Louis Guédet
Jeudi 4 mai 1916
600ème et 598ème jours de bataille et de bombardement
6h1/2 Temps orageux, lourd, fatiguant, beaucoup d’avions. Toujours occupé. Sorti un peu l’après-midi, rencontré au Palais le procureur et Georget des Docks (Victor Georget, 1852-1927, fondateur en 1888 des Docks Rémois, avec pour enseigne Le Familistère). Causé longuement des événements et de la mentalité des Rémois de l’arrière. Nous sommes d’accord : on ne nous pardonnera jamais d’être restés. Lettre de Madeleine qui n’en n’a pas encore reçu de Jean. Elle est fort triste et moi aussi. Le temps orageux que nous avons est fort fatiguant.
8h A 6h3/4 voilà les bombes, et des grosses, assez près. Je commence déjà nos préparatifs d’exode dans la cave. Les registres d’étude, les dossiers et les minutes courantes, etc… Que de fois les aurai-je tenus, préparés, descendus, remontés !!! Parfois, en les prenant pour les donner à mes braves serviteurs compagnons d’infortune Jacques et Adèle – Lise ne fait que nous regarder – pour les descendre, la tentation me vient de laisser tout là !! Tant pis qu’ils soient brûlés, broyés, écrasés, pulvérisés, mais que je n’ai plus ce souci, cette obsession de les mettre en sûreté !!! Ce serait fini, je n’y penserais plus !! Oui ! mais le Devoir ! la Responsabilité purement morale me ressaisi et je re-traîne mon boulet !!
Été à 5h voir le bon Père Virion (au collège St Joseph), qui est toujours surprenant de calme et de bonhommie.
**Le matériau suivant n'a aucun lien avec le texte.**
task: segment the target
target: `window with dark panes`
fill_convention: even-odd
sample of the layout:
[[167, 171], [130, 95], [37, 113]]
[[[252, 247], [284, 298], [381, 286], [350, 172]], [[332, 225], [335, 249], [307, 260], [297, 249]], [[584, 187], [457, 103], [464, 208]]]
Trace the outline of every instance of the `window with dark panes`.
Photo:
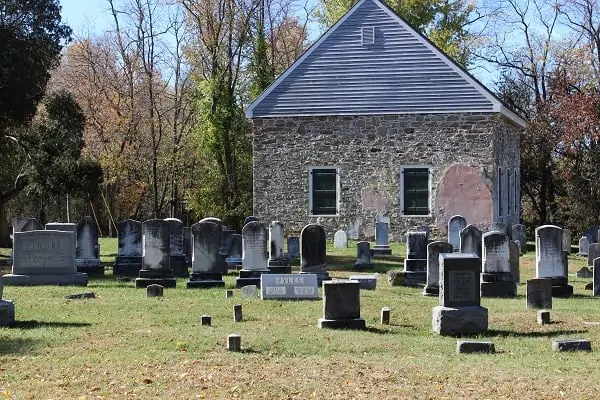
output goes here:
[[337, 169], [313, 168], [311, 174], [312, 215], [337, 214]]
[[404, 168], [402, 179], [402, 214], [429, 215], [429, 168]]

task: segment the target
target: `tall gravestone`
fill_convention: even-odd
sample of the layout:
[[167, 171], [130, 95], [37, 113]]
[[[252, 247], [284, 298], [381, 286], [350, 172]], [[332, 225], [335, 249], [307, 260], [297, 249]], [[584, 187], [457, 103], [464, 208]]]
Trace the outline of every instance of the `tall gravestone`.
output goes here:
[[352, 280], [323, 282], [323, 318], [319, 319], [319, 328], [366, 328], [365, 320], [360, 317], [359, 285]]
[[551, 278], [528, 279], [525, 290], [527, 308], [538, 310], [552, 308]]
[[500, 231], [483, 234], [481, 297], [515, 297], [517, 285], [510, 271], [510, 239]]
[[356, 262], [354, 263], [354, 267], [359, 270], [373, 268], [371, 243], [358, 242], [356, 244]]
[[77, 224], [75, 265], [78, 272], [85, 272], [88, 276], [104, 276], [104, 266], [100, 264], [98, 228], [91, 217], [83, 217]]
[[453, 252], [454, 246], [448, 242], [436, 241], [427, 245], [427, 283], [423, 296], [439, 296], [440, 254]]
[[231, 235], [231, 243], [229, 243], [225, 264], [228, 269], [238, 270], [242, 268], [242, 235], [239, 233]]
[[183, 222], [177, 218], [165, 218], [169, 224], [169, 266], [173, 276], [187, 277], [188, 266], [183, 254]]
[[30, 231], [41, 231], [44, 230], [44, 226], [40, 224], [37, 219], [29, 218], [29, 221], [21, 227], [21, 232], [30, 232]]
[[75, 232], [17, 232], [13, 240], [12, 274], [4, 275], [5, 284], [87, 286], [87, 274], [75, 265]]
[[588, 246], [587, 265], [594, 265], [594, 260], [600, 257], [600, 243], [590, 243]]
[[600, 296], [600, 258], [594, 260], [594, 270], [592, 271], [592, 294]]
[[0, 276], [0, 327], [10, 326], [15, 323], [15, 305], [11, 300], [2, 298], [3, 292], [4, 281]]
[[149, 219], [142, 222], [142, 269], [135, 280], [136, 288], [161, 285], [174, 288], [177, 281], [170, 267], [171, 234], [169, 222]]
[[187, 281], [188, 289], [223, 287], [223, 273], [227, 272], [225, 260], [219, 254], [221, 225], [200, 221], [192, 230], [192, 272]]
[[462, 215], [454, 215], [448, 220], [448, 243], [455, 252], [460, 249], [460, 231], [467, 227], [467, 220]]
[[183, 227], [183, 255], [185, 256], [185, 266], [190, 268], [192, 266], [192, 228], [189, 226]]
[[567, 274], [567, 257], [562, 251], [562, 229], [543, 225], [535, 229], [536, 278], [552, 279], [552, 295], [569, 297], [573, 294]]
[[460, 252], [473, 253], [481, 257], [483, 255], [483, 234], [475, 225], [467, 225], [460, 231]]
[[113, 265], [113, 275], [138, 276], [142, 269], [142, 223], [133, 219], [119, 221], [119, 248]]
[[[219, 254], [225, 261], [225, 265], [227, 266], [227, 268], [229, 268], [229, 263], [227, 263], [227, 257], [229, 256], [229, 248], [231, 247], [231, 242], [233, 240], [232, 237], [233, 237], [234, 233], [235, 233], [234, 230], [226, 229], [225, 227], [221, 226], [221, 245], [219, 247]], [[242, 257], [241, 249], [242, 249], [242, 246], [241, 246], [241, 240], [240, 240], [240, 258]], [[242, 261], [240, 259], [240, 263], [241, 262]]]
[[527, 251], [527, 240], [525, 235], [525, 225], [515, 224], [511, 227], [511, 239], [519, 242], [519, 251], [525, 254]]
[[427, 233], [406, 232], [406, 258], [404, 259], [404, 285], [421, 286], [427, 279]]
[[348, 248], [348, 235], [346, 231], [340, 229], [335, 232], [335, 235], [333, 235], [333, 247], [335, 249]]
[[[47, 231], [75, 232], [77, 234], [77, 225], [72, 222], [48, 222], [45, 229]], [[77, 239], [77, 235], [75, 235], [75, 239]]]
[[268, 274], [267, 228], [261, 222], [251, 221], [242, 229], [242, 269], [236, 286], [260, 286], [260, 276]]
[[567, 254], [571, 254], [571, 230], [563, 228], [562, 236], [562, 247], [563, 251]]
[[389, 241], [389, 224], [387, 222], [377, 222], [375, 224], [375, 247], [373, 255], [390, 255], [392, 249]]
[[250, 222], [259, 222], [260, 220], [258, 219], [258, 217], [255, 217], [254, 215], [251, 215], [249, 217], [246, 217], [246, 219], [244, 220], [244, 226], [246, 226], [246, 224], [250, 223]]
[[269, 271], [274, 274], [290, 274], [292, 267], [283, 251], [283, 224], [273, 221], [269, 224]]
[[512, 274], [513, 281], [515, 283], [521, 282], [521, 266], [520, 266], [520, 252], [519, 244], [514, 240], [508, 242], [508, 250], [509, 250], [509, 264], [510, 264], [510, 273]]
[[488, 329], [488, 310], [481, 307], [481, 261], [473, 253], [440, 254], [439, 306], [432, 329], [441, 335], [477, 334]]
[[500, 221], [492, 222], [490, 224], [490, 229], [488, 229], [488, 232], [502, 232], [504, 234], [507, 234], [506, 224]]
[[290, 260], [300, 258], [300, 238], [297, 236], [289, 236], [287, 238], [287, 256]]
[[309, 224], [300, 233], [300, 273], [316, 274], [319, 284], [329, 279], [325, 254], [327, 237], [322, 226]]
[[580, 256], [587, 256], [588, 255], [588, 248], [590, 246], [590, 241], [587, 238], [587, 236], [582, 236], [579, 239], [579, 255]]
[[[12, 219], [12, 233], [23, 232], [23, 227], [33, 218], [15, 217]], [[36, 221], [37, 222], [37, 221]]]

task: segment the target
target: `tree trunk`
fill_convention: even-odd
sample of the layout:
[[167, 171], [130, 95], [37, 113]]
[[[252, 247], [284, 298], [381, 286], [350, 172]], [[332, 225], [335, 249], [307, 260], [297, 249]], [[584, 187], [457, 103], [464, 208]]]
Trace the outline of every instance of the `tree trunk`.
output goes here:
[[5, 202], [0, 198], [0, 247], [12, 248], [8, 220], [6, 219], [7, 204], [7, 201]]

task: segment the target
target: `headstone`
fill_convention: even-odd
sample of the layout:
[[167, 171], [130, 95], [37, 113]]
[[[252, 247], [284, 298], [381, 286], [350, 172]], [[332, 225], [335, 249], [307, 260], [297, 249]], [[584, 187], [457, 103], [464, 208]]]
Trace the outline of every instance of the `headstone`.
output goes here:
[[35, 218], [29, 218], [29, 221], [21, 227], [21, 232], [41, 231], [44, 227]]
[[390, 324], [390, 308], [383, 307], [381, 309], [381, 325], [389, 325]]
[[177, 218], [165, 218], [169, 224], [169, 266], [173, 276], [187, 277], [188, 266], [183, 254], [183, 222]]
[[600, 258], [594, 260], [594, 270], [592, 271], [592, 295], [600, 296]]
[[375, 248], [373, 255], [390, 255], [392, 249], [389, 242], [389, 225], [387, 222], [377, 222], [375, 224]]
[[345, 249], [348, 247], [348, 236], [346, 231], [339, 230], [333, 236], [333, 247], [336, 249]]
[[[595, 261], [596, 261], [596, 260], [594, 260], [594, 262], [595, 262]], [[593, 268], [593, 267], [592, 267], [592, 268]], [[593, 277], [593, 275], [592, 275], [592, 270], [591, 270], [591, 269], [589, 269], [588, 267], [581, 267], [581, 268], [579, 269], [579, 271], [577, 271], [577, 272], [575, 273], [575, 276], [576, 276], [576, 277], [578, 277], [578, 278], [584, 278], [584, 279], [588, 279], [588, 278], [592, 278], [592, 277]]]
[[460, 249], [460, 231], [467, 227], [467, 220], [462, 215], [455, 215], [448, 220], [448, 243], [454, 251]]
[[240, 289], [242, 297], [253, 299], [258, 296], [258, 287], [256, 285], [246, 285]]
[[552, 295], [569, 297], [573, 286], [568, 284], [567, 257], [562, 251], [562, 229], [543, 225], [535, 229], [536, 278], [552, 279]]
[[360, 317], [359, 283], [350, 280], [323, 282], [323, 318], [319, 328], [365, 329]]
[[126, 219], [119, 221], [117, 227], [119, 248], [113, 275], [138, 276], [142, 268], [142, 223]]
[[483, 234], [475, 225], [467, 225], [465, 229], [460, 231], [460, 252], [473, 253], [478, 257], [482, 257]]
[[269, 271], [274, 274], [290, 274], [292, 267], [283, 251], [283, 224], [273, 221], [269, 224]]
[[237, 333], [227, 335], [227, 350], [242, 351], [242, 337]]
[[10, 326], [15, 323], [15, 305], [11, 300], [2, 298], [3, 291], [4, 282], [0, 276], [0, 327]]
[[236, 304], [233, 306], [233, 320], [235, 322], [242, 322], [242, 319], [244, 319], [244, 316], [242, 313], [242, 305]]
[[562, 248], [567, 254], [571, 254], [571, 230], [563, 228]]
[[390, 286], [404, 286], [404, 271], [392, 269], [386, 272]]
[[459, 354], [472, 353], [495, 353], [496, 348], [492, 342], [480, 342], [475, 340], [458, 340], [456, 352]]
[[319, 298], [319, 286], [315, 274], [263, 274], [260, 279], [260, 298], [263, 300]]
[[231, 297], [233, 297], [233, 290], [226, 290], [225, 291], [225, 298], [229, 299]]
[[592, 351], [592, 344], [585, 339], [553, 340], [553, 351]]
[[[232, 267], [230, 267], [229, 263], [227, 262], [227, 258], [229, 257], [229, 249], [231, 248], [234, 234], [235, 234], [235, 231], [231, 230], [231, 229], [223, 228], [223, 230], [221, 230], [221, 246], [219, 247], [219, 254], [225, 261], [227, 268], [232, 268]], [[242, 263], [242, 237], [240, 236], [240, 238], [239, 238], [239, 262], [237, 264], [241, 265], [241, 263]], [[235, 266], [233, 266], [233, 268], [235, 268]]]
[[200, 316], [200, 325], [202, 326], [210, 326], [211, 325], [211, 321], [212, 318], [210, 317], [210, 315], [201, 315]]
[[588, 246], [587, 265], [594, 265], [594, 260], [600, 257], [600, 243], [590, 243]]
[[91, 217], [83, 217], [77, 224], [75, 254], [77, 272], [85, 272], [88, 276], [104, 276], [104, 266], [100, 264], [98, 228]]
[[163, 286], [157, 285], [153, 283], [151, 285], [146, 286], [146, 297], [163, 297]]
[[550, 311], [539, 310], [537, 312], [537, 323], [540, 325], [548, 325], [550, 323]]
[[371, 261], [371, 244], [369, 242], [358, 242], [356, 244], [356, 262], [354, 267], [358, 270], [373, 268]]
[[12, 233], [13, 233], [13, 237], [14, 234], [17, 232], [23, 232], [23, 227], [25, 226], [25, 224], [27, 224], [29, 222], [30, 219], [33, 218], [29, 218], [29, 217], [15, 217], [12, 219]]
[[552, 308], [552, 279], [528, 279], [526, 287], [527, 308], [537, 310]]
[[598, 232], [600, 232], [600, 226], [592, 226], [582, 236], [588, 238], [588, 243], [598, 243]]
[[227, 257], [225, 257], [227, 268], [240, 269], [242, 267], [242, 235], [234, 233], [231, 235], [231, 243]]
[[587, 236], [582, 236], [581, 238], [579, 238], [579, 255], [580, 256], [588, 255], [589, 245], [590, 245], [590, 242], [589, 242]]
[[[48, 222], [45, 229], [47, 231], [77, 232], [77, 225], [71, 222]], [[77, 239], [77, 237], [75, 238]]]
[[504, 222], [500, 222], [500, 221], [492, 222], [492, 224], [490, 225], [490, 229], [488, 229], [488, 232], [502, 232], [506, 235], [507, 234], [506, 224]]
[[290, 236], [287, 238], [288, 258], [294, 260], [300, 258], [300, 238]]
[[358, 282], [358, 287], [364, 290], [375, 290], [377, 289], [377, 276], [376, 275], [350, 275], [348, 278], [351, 281]]
[[519, 242], [519, 252], [525, 254], [527, 251], [527, 240], [525, 239], [525, 225], [516, 224], [511, 228], [511, 238]]
[[479, 257], [473, 253], [446, 253], [440, 254], [439, 262], [440, 305], [432, 311], [433, 331], [441, 335], [487, 331], [488, 311], [480, 305]]
[[171, 235], [169, 222], [149, 219], [142, 222], [142, 269], [135, 280], [136, 288], [157, 284], [174, 288], [177, 284], [170, 267]]
[[223, 274], [227, 272], [225, 260], [219, 254], [221, 225], [200, 221], [192, 230], [192, 272], [186, 283], [188, 289], [225, 286]]
[[431, 242], [427, 245], [427, 284], [423, 296], [440, 294], [440, 254], [454, 252], [454, 246], [448, 242]]
[[317, 274], [319, 284], [329, 279], [325, 254], [327, 238], [323, 227], [309, 224], [300, 233], [300, 273]]
[[267, 228], [261, 222], [248, 222], [242, 229], [242, 269], [235, 284], [260, 286], [260, 276], [268, 274]]
[[406, 232], [406, 258], [404, 259], [404, 285], [421, 286], [427, 280], [427, 234]]
[[17, 232], [13, 245], [12, 274], [6, 285], [87, 286], [88, 276], [75, 265], [75, 232], [35, 230]]
[[250, 223], [250, 222], [259, 222], [260, 220], [258, 219], [258, 217], [255, 217], [254, 215], [251, 215], [249, 217], [246, 217], [246, 219], [244, 220], [244, 226], [246, 226], [246, 224]]
[[519, 244], [513, 240], [508, 242], [510, 273], [515, 283], [521, 283], [521, 265]]
[[505, 233], [483, 234], [481, 297], [515, 297], [517, 285], [510, 272], [510, 239]]
[[[185, 257], [185, 266], [190, 268], [192, 266], [192, 228], [189, 226], [183, 227], [183, 255]], [[224, 259], [223, 259], [224, 261]]]

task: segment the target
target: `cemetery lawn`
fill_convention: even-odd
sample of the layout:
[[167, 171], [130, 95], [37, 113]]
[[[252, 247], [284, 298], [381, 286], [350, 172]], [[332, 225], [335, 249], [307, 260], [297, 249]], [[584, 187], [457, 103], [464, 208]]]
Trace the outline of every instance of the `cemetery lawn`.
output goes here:
[[[516, 299], [482, 299], [489, 309], [496, 354], [456, 354], [454, 337], [431, 331], [437, 298], [422, 289], [391, 287], [385, 271], [400, 269], [406, 252], [376, 259], [377, 290], [361, 291], [366, 331], [317, 328], [322, 301], [226, 299], [223, 289], [188, 290], [185, 279], [163, 298], [146, 298], [108, 268], [115, 239], [102, 239], [107, 275], [77, 287], [5, 287], [17, 323], [0, 328], [0, 399], [592, 399], [600, 392], [600, 303], [577, 279], [586, 262], [570, 257], [571, 299], [553, 299], [552, 324], [536, 323], [525, 308], [525, 280], [535, 253], [521, 258]], [[331, 246], [331, 243], [329, 243]], [[328, 249], [332, 277], [348, 277], [348, 249]], [[296, 263], [297, 265], [297, 263]], [[297, 268], [295, 268], [297, 269]], [[5, 272], [8, 272], [5, 270]], [[225, 280], [235, 286], [236, 275]], [[64, 295], [93, 291], [95, 299]], [[244, 321], [233, 322], [233, 305]], [[391, 325], [379, 323], [391, 308]], [[200, 316], [212, 316], [212, 327]], [[243, 352], [225, 348], [242, 335]], [[584, 338], [593, 352], [552, 352], [553, 338]]]

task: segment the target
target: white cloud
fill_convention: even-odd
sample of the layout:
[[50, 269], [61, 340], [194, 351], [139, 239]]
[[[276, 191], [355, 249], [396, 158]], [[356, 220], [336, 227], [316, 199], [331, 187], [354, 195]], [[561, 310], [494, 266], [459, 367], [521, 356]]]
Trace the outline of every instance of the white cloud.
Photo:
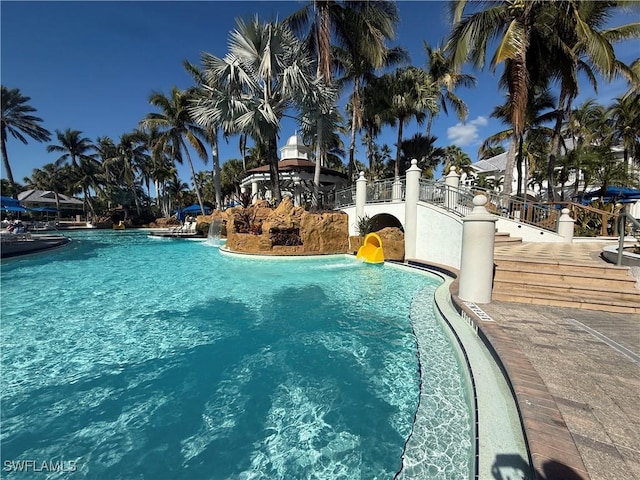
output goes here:
[[457, 123], [453, 127], [447, 128], [447, 139], [459, 147], [471, 145], [480, 137], [478, 128], [484, 127], [488, 123], [485, 117], [477, 117], [466, 124]]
Il m’a montré le trou de la bombe du 2 avril tombée dans la Cour d’Honneur de leur collège de la rue de Venise, 35 – 37, en face de la statue de St Joseph qui est au rond-point côté chapelle ouest en opposition avec celle de la Vierge, est. Le pauvre St Joseph a lui aussi écopé, il a un pied de moins, un trou ou 2 dans sa robe et un au cœur. C’est digne d’une victoire de la Kultur Allemande ! En tout cas le brave St Joseph n’en n’a pas pour cela lâché son Enfant Jésus qu’il soutient de son bras avec son air toujours placide et componctueux.
La soirée est lourde, orageuse. Je souffre vraiment de la chaleur. Pauvre Jean, pauvre enfant, pourvu que là-bas à Rennes il n’ait pas cette température déprimante et lourde.
Impressions, Louis Guédet, Notaire et Juge de Paix à Reims. Récits et impressions de guerre d'un civil rémois 1914-1919, journal retranscrit par François-Xavier Guédet son petit-fils
Paul Hess
4 mai 1916 – Bombardement sur le centre, commencé à 18 h 1/2.
La rue des Élus, la rue Cérès, la place des Marchés, la rue Courmeaux sont éprouvées. Dans cette dernière rue, la maison à l’angle gauche de la rue Saint-Crépin, où était installée une succursale des Établissements Économiques, gérée par M. et Mme Frissart, est défoncée par un obus.
Paul Hess dans Reims pendant la guerre de 1914-1918, éd. Anthropos
Cardinal Luçon
Jeudi 4 – Nuit tranquille ; journée assez tranquille en ville, sauf conversation bruyante par gueule du canon, à coups de grenades ou torpilles. 5 h. Trois aéroplanes français. Visite du lieutenant Millac me proposant une visite aux tranchées. Visite de M. l’abbé Queutelot, de M. de Vitray. 6 h. 3/4. 7 h. Bombes sur la ville, rue des Marchés, rue de Tinqueux, etc. Mort du Cardinal Sevin, à 6 h. 45 du matin.
Cardinal Luçon dans son Journal de la Guerre 1914-1918, éd. par L’Académie Nationale de Reims – 1998 – TAR volume 173
Jeudi 4 mai
En Argonne, après un vif bombardement avec des obus lacrymogènes, l’ennemi a tenté une attaque sur nos tranchées entre la Harazée et le Four-de-Paris. Il a été repoussé et fortement éprouvé par nos feux.
Bombardement violent du secteur d’Avocourt.
Nos troupes, par un brillant assaut, ont enlevé les positions allemandes au nord-ouest du Mort-Homme. Nous avons fait 100 prisonniers et capturé quatre mitrailleuses.
On signale de graves désordres à Dublin, trois des chefs de la révolte irlandaise ont été fusillés. Les cours martiales fonctionnent à Dublin. M. Birrell, secrétaire d’État pour l’Irlande, a démissionné. La Chambre des Communes a voté en première lecture le bill sur la conscription pour les hommes mariés.